There was a sickening riiiiiiiip, and Mr. Smith barreled across the room. He’d freed himself from his chains—by freeing himself of his arms. They plopped to the floor still in the sleeves of his moldy coat as he charged at Elizabeth.
“Brrrrrrrrrraaaaaaiiiiinnnnsss!”
Elizabeth jumped back knowing she wouldn’t get the katana from its sheath in time. But then Mr. Smith suddenly had arms again—two long, thin ones, wrapped tight around his body from behind, dragging him to a halt.
“Do it!” Dr. Keckilpenny shouted. “Do it now!”
Mr. Smith turned his head and bit a huge, pulpy hunk from the man’s shoulder.
The doctor screamed but managed to hold on.
“What you feel doesn’t matter, Elizabeth! What you think doesn’t matter! Just do!”
She took off both their heads with one swing.
There wasn’t much blood left in Mr. Smith, but the same couldn’t be said of Dr. Keckilpenny. A geyser sprayed the room as he fell, and Elizabeth’s gown was dyed bright red.
Her father and sisters came up the stairs a moment later, moving quickly but quietly, the door behind them again closed and locked.
“Oh, Lizzy,” Jane said when she saw the bodies lying near the top of the steps. “What—”
Mr. Bennet shushed her.
“Don’t speak,” he whispered. He paused to look all the girls in the eye, lingering longest on Lydia and Kitty. “Don’t move. Don’t make a sound. Our lives depend upon it.”
And so they all stood there, utterly still, surrounded by silence.
Lydia and Kitty stared at each other, seeming to carry on a conversation purely through grimaces, shrugs, and waggling eyebrows.
Mary closed her eyes, her face blank and tranquil, as if she were rereading a favorite book in her head.
Jane and Mr. Bennet stared at Elizabeth.
She stared at nothing.
She was facing the window at the far end of the attic, looking directly into a light she didn’t really see. Even if they survived, she knew, a part of her had died and could never be resurrected. The part of her that would hesitate. The part that knew mercy. Perhaps the part that could fall in love.
She’d be better off without it. Just look at the men who’d loved her and Jane. All dead or ruined.
A world with zombies in it had no tolerance for softness or sentiment. The dreadfuls infected everything just by virtue of existing. To live in their world, one had to become like them. Dead inside.
So be it.
Something shuffled past the attic door. Then another something, moving faster. There were groans and more footsteps and the sounds of furniture being clumsily overturned.

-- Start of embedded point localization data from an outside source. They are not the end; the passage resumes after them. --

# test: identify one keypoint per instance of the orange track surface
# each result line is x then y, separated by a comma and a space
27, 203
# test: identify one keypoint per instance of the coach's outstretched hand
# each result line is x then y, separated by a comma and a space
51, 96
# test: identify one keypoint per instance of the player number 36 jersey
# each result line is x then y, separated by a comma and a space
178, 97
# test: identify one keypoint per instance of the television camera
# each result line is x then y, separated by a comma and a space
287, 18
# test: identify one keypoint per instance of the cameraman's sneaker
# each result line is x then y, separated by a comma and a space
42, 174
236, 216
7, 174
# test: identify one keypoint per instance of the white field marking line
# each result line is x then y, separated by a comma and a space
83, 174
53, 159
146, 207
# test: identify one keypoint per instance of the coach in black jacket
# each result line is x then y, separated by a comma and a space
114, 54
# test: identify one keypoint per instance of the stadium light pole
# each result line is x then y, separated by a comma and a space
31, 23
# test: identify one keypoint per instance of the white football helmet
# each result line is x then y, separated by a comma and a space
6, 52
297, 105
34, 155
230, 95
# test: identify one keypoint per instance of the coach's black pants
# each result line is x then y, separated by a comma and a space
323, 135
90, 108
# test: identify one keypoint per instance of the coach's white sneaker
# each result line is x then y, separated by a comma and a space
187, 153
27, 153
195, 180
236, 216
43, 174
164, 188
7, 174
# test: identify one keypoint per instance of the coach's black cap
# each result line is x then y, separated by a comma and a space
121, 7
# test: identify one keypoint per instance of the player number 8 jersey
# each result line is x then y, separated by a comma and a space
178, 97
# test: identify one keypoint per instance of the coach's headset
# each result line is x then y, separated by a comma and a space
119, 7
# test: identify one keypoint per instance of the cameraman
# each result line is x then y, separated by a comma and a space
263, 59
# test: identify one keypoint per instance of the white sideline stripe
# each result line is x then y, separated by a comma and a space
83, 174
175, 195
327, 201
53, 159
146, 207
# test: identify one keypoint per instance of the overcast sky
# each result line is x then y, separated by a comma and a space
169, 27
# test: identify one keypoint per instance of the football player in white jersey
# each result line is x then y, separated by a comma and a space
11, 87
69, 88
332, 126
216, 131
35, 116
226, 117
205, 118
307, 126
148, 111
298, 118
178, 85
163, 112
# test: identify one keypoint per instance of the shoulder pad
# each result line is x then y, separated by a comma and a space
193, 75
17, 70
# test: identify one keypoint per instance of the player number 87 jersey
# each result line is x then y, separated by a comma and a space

“Mmm-hmm!” said Lydia, jerking her head at the stairs.
Mr. Bennet glared at her and put a finger to his lips.
“Mmm-hmm!” she said again, pointing downward.
Kitty’s eyes went wide, and she started pointing, too. “Mmm-hmm mmm-hmm!”
“Oh, no,” Jane murmured.
Dr. Keckilpenny’s blood had flowed over the floorboards to the stairs. The first step down was coated with it. The second, as well. The third and fourth and fifth, all progressively less. Yet a single scarlet trickle was still steadily working its way toward the bottom of the stairwell.